ELS growers intend to increase acreage by 12 percent to 225,000 acres in 2014. Some California growth is projected to come from upland acres, with sizeable increases also coming in Arizona, New Mexico and Texas.

China Remains a Question Mark

Over the past few months, the market indicated a coming shift in Chinese cotton policy. Although anticipated, the details of any changes are still unclear, leaving cotton’s outlook once again under China’s influence for 2014.

“The one thing we see is that China stands above all others in terms of the question marks that we have,” said Adams. “It has certainly shaped where we’ve been over the last three years, and it continues as we look ahead to 2014.”

Adams pointed out that China – under its current cotton policy – purchased approximately 75 million bales of cotton for their reserves over the past three years, including the country’s internal crop. Although world production of cotton has continued to exceed use outside of China, the Chinese have generally absorbed the excess cotton and helped support prices, which have moved in a sideways range over the past year.

“Because prices have stayed relatively stable, we’re not seeing a signal being sent at this point to countries around the world to really back off of production,” stated Adams.

Adams believes the change in China’s cotton policy will come following the 2014 crop.

“They will be moving toward a target price mechanism,” he reported. “Details have not yet been announced, but it’s been indicated that the target price program will apply only to the western region of their country, which accounts for 60 percent of their production.

“Obviously, there are still many questions to be answered regarding production, what they will do with their reserves and how this will impact the export market.”

The NCC economic outlook report projects China’s cotton production to fall to 30.1 million bales in 2014, down 3 million bales from 2013. Mill use in China should see modest growth to 36.4 million bales, leaving a 6.3 million bale differential with production.
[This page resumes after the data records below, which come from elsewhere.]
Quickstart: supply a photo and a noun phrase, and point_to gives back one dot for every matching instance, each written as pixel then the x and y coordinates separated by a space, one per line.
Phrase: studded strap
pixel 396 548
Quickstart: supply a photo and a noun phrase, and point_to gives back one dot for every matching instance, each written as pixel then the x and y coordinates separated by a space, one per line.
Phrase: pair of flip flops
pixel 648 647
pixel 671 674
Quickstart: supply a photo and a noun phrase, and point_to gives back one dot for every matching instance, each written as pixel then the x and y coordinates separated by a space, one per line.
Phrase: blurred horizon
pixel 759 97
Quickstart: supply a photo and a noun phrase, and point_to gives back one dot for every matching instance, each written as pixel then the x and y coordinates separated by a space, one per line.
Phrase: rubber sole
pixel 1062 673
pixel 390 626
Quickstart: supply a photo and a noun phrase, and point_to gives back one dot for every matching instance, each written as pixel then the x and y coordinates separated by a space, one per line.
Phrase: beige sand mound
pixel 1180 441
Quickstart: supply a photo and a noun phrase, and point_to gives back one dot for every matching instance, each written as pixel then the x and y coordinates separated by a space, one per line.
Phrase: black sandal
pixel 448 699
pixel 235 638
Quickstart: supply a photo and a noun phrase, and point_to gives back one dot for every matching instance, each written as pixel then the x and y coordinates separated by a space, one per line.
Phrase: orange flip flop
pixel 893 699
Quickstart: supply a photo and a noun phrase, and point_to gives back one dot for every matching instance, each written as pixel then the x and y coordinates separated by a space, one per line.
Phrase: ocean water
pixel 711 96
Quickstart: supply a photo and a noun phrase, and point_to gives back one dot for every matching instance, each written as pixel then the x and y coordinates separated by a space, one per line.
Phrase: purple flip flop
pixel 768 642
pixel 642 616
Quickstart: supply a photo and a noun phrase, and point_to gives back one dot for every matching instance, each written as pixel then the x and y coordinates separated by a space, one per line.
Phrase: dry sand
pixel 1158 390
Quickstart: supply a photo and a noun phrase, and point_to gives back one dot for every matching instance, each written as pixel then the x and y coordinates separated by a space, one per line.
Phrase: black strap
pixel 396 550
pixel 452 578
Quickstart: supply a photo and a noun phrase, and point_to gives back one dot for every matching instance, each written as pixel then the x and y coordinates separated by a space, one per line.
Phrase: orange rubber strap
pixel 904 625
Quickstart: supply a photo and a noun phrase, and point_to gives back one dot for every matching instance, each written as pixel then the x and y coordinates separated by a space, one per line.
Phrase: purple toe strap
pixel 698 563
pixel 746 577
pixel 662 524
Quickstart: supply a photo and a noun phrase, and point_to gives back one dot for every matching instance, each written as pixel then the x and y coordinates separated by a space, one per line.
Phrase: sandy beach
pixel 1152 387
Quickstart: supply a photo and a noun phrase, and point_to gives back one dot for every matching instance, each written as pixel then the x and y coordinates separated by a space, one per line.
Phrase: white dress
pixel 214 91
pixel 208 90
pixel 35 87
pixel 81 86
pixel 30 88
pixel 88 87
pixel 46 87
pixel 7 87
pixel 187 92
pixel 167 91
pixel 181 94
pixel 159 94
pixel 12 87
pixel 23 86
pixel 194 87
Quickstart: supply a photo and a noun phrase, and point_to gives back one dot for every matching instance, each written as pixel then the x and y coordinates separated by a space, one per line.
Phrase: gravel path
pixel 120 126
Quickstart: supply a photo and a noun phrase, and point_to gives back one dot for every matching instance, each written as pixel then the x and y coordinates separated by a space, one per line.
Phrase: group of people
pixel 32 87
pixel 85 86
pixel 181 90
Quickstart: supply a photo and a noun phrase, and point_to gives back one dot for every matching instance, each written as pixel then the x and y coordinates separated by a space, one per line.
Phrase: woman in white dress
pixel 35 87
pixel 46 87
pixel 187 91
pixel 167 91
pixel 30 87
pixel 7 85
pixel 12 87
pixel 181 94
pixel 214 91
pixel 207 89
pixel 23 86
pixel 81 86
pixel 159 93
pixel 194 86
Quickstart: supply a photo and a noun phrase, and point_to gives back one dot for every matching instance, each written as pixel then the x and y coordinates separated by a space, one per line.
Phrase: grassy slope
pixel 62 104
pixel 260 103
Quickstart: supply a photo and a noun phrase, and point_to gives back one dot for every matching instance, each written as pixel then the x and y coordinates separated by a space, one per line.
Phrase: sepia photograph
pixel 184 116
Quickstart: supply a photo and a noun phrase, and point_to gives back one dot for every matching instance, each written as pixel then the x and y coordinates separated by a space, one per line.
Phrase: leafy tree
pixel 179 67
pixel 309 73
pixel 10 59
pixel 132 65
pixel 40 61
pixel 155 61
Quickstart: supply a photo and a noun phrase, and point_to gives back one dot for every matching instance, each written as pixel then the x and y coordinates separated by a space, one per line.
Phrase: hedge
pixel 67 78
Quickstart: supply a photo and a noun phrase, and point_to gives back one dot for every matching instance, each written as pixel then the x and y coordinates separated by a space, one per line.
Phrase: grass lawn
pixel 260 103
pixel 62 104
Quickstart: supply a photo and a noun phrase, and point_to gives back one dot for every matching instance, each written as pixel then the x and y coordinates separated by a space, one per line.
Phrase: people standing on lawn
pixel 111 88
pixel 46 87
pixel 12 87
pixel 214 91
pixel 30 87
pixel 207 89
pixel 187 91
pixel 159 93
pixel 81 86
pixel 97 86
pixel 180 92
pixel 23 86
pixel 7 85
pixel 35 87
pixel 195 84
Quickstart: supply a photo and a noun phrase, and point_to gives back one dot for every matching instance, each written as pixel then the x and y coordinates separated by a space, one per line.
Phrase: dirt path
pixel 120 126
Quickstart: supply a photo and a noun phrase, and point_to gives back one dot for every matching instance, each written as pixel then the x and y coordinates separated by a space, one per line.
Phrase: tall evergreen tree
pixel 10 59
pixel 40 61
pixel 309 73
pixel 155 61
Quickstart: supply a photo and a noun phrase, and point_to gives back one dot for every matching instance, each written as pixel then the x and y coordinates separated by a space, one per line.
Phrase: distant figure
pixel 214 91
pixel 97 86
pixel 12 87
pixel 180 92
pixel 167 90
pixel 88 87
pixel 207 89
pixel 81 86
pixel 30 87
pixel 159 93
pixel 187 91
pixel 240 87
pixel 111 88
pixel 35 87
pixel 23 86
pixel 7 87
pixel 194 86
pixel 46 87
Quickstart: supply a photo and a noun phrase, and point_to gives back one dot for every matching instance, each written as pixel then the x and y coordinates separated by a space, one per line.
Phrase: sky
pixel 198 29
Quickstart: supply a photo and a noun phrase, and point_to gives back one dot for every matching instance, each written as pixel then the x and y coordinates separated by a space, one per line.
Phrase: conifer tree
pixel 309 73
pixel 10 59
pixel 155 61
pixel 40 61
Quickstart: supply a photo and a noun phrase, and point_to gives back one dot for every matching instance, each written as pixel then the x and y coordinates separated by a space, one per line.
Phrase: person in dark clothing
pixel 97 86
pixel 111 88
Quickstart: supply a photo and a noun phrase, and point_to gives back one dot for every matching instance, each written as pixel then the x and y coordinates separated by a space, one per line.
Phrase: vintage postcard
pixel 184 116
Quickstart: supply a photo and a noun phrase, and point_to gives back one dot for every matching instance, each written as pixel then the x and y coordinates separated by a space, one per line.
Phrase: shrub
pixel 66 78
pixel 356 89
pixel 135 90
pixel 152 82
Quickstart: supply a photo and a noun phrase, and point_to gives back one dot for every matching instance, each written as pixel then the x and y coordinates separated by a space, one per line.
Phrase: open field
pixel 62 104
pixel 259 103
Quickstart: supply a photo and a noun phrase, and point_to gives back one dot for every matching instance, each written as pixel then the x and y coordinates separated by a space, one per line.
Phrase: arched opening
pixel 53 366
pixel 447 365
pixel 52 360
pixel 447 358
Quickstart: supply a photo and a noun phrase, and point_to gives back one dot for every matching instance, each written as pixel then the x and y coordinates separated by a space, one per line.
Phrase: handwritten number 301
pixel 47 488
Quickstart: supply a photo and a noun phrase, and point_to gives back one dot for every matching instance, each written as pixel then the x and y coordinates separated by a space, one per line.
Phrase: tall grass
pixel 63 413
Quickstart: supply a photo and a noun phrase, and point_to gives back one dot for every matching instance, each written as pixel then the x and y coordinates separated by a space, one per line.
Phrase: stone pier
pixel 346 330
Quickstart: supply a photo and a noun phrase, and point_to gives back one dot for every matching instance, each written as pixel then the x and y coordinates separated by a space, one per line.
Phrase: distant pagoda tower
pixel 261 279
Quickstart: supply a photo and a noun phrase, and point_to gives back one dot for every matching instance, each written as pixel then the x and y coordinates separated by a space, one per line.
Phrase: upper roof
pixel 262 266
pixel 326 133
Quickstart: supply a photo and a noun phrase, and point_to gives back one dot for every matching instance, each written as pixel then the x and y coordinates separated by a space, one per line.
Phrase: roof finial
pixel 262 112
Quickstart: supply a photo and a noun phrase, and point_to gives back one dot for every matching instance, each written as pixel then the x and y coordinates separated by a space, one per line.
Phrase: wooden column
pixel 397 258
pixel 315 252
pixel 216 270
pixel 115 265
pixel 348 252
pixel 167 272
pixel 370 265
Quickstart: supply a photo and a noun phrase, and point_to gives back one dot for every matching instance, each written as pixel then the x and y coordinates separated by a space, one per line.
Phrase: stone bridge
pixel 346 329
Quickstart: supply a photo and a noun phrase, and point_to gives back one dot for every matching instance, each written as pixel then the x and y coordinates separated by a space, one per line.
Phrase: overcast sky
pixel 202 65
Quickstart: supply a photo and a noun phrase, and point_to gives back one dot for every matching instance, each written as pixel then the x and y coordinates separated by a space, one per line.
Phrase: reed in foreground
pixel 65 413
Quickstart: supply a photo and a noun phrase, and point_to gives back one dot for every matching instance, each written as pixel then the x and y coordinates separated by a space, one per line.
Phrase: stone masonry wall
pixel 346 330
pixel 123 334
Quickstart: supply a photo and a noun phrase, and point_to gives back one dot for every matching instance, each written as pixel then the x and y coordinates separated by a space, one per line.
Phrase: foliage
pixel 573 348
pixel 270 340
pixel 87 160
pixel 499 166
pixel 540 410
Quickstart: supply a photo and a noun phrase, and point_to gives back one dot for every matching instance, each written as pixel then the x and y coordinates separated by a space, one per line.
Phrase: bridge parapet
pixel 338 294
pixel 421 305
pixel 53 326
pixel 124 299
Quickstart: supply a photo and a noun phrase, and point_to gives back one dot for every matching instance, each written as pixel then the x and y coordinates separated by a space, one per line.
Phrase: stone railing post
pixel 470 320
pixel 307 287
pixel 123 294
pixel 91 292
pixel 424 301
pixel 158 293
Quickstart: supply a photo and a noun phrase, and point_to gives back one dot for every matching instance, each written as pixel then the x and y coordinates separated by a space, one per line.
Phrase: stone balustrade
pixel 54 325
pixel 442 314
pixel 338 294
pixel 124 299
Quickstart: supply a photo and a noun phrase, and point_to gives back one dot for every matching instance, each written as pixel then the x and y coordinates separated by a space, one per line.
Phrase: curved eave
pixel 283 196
But, with nearly 54 million bales currently in reserve, any production shortfall can be easily managed.

“Strictly looking at the balance sheet, China does not need to import any cotton,” said Adams. “However, that is not expected to be the case. China must open 4.1 million bales of import quota at a minimal duty in order to comply with their WTO accession commitments. It is also expected that some amounts of quota for the processing trade will be made available.

“Under these assumptions, the NCC projects China to import 6.4 million bales in the 2014 marketing year, down from 11.0 million bales in 2013. If realized, it would be the smallest level of imports in a dozen years.”

2014 should mark the fifth consecutive year with global cotton production exceeding consumption. But, unlike recent years, world stocks outside of China are expected to increase. Since the U.S. annually exports more than 70 percent of its cotton production, Adams suggests that growers keep an eye on this potential development.

“Smaller imports by China and increased stocks outside of China underscore the very competitive markets facing U.S. cotton,” he stated.